Sorry if you already understood this, I couldn't tell from your post.

The reason I am pointing this out is that the machinery for deoptimization
is the hard part.  That is really the big advantage of the Strongtalk VM-
that it provides all that infrastructure.  I just want to make sure you are
taking that into consideration.

> I'd also not be surprised if Strongtalk is faster than Exupery for
> bytecode performance. I'm guessing that Strongtalk's integer
> arithmetic and #at: performance are better. Squeak uses 1 for it's
> integer tag so in general it takes 3 instructions to detag then retag
> and 2 clocks latency (this can be optimised often be optimised to 1
> instruction and 1 clock latency). I'm guessing Strongtalk uses 0 for
> it's integer tag.

Yes.

> Squeak uses a remembered set for it's write barrier which requires
> checking if the object is in the remembered set, and checking if the
> object is in new-space before adding it. Strongtalk might be using a
> card marking table just requiring a single store.

Yes, Strongtalk uses card marking; I think it is two instructions.  It is
Urs Holzle's write barrier, so it is probably the same as in Self.

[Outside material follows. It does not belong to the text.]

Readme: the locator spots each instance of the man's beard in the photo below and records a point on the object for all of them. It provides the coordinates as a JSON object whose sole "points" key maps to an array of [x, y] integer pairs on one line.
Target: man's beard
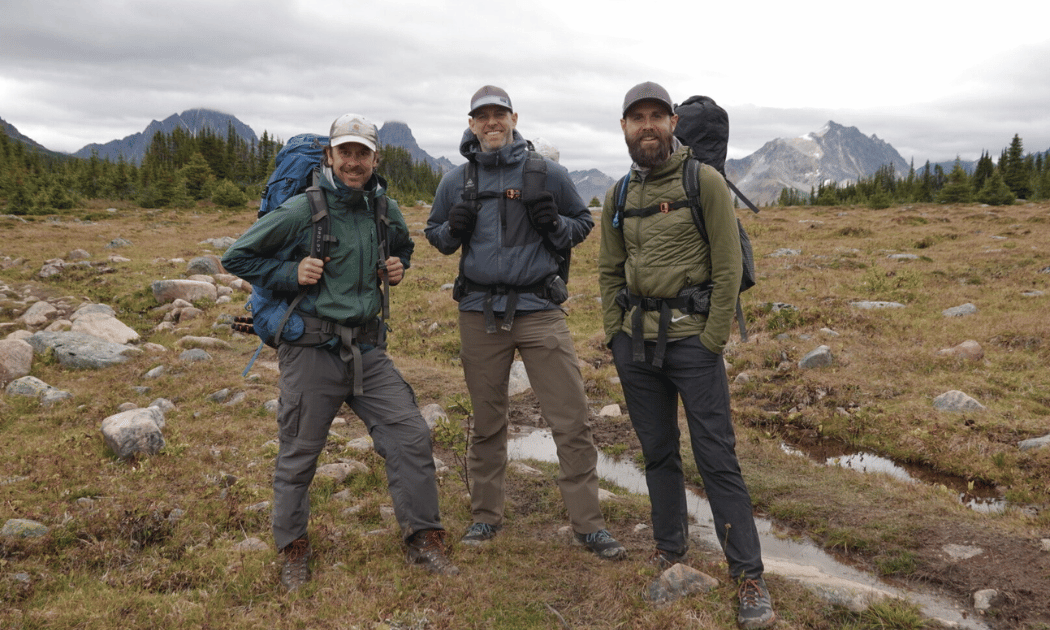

> Squeak stores the size of an object in one of two places. So to get
> the size to range check you first need to figure out where it's
> stored. I'm guessing that the size for an array is stored at a fixed
> location in Strongtalk.

Yes.

> My assumptions about Strongtalk's object memory are based on reading
> the papers from the Self project.
>
> None of these things really matters to Squeak while it's running as an
> interpreter because most of the time is spent recovering from branch
> mispredicts or waiting for memory leaving plenty of time available to
> hide the inefficiencies above.
>
>
> One way to get around a slow compiler would be to save the code cache
> beside the image. All relocation is done in Smalltalk, so doing this
> shouldn't be too hard. But figuring out how get around a slow compiler
> can wait until after the compiler has become useful. There are several
> answers including writing a faster register allocator (2) or being the
> third compiler.

Yes, I have always wanted to be able to save the code.  We only have the
inlining DB right now, which doesn't avoid the compilation overhead on each
run.

-Dave